The glory, jest, and riddle of the world!

Such compounded anxiety about nature and human understanding must generate “rescue fantasies,” to cite a catchphrase of contemporary therapy. We long to situate ourselves on a benevolent, warm, furry, encompassing planet, created to provide our material needs, and constructed for our domination and delectation. Unfortunately, this pipe dream of succor from the realm of meaning (and therefore under the magisterium of religion) imposes definite and unrealistic demands upon the factual construction of nature (under the magisterium of science). But nature, who is as she is, and who existed in earthly form for 4.5 billion years before we arrived to impose our interpretations upon her, greets us with sublime indifference and no preference for accommodating our yearnings. We are therefore left with no alternative. We must undertake the hardest of all journeys by ourselves: the search for meaning in a place both maximally impenetrable and closest to home—within our own frail being.

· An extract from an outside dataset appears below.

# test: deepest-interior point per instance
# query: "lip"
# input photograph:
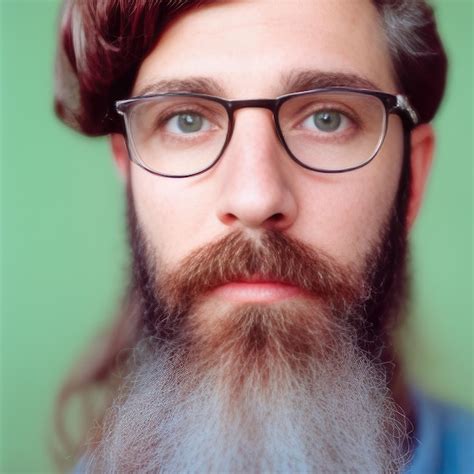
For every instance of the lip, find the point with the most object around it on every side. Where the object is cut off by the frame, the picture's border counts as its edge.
(256, 291)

We should therefore, with grace and optimism, embrace NOMA’s tough-minded demand: Acknowledge the personal character of these human struggles about morals and meanings, and stop looking for definite answers in nature’s construction. But many people cannot bear to surrender nature as a “transitional object”—a baby’s warm blanket for our adult comfort. But when we do (for we must), nature can finally emerge in her true form: not as a distorted mirror of our needs, but as our most fascinating companion. Only then can we unite the patches built by our separate magisteria into a beautiful and coherent quilt called wisdom.

The misguided search for intrinsic meaning within nature—the ultimate (and also the oldest) violation of NOMA—has taken two principal forms in Western traditions. I call the first approach the “Psalm Eight,” or “all things under his feet,” solution, to commemorate both the honest and accurate posing of the question: How, in the light of our cosmic smallness, can we even contemplate any favorable intrinsic meaning?

When I consider thy heavens, the work of thy fingers; the moon and the stars which thou hast ordained; What is man, that thou art mindful of him?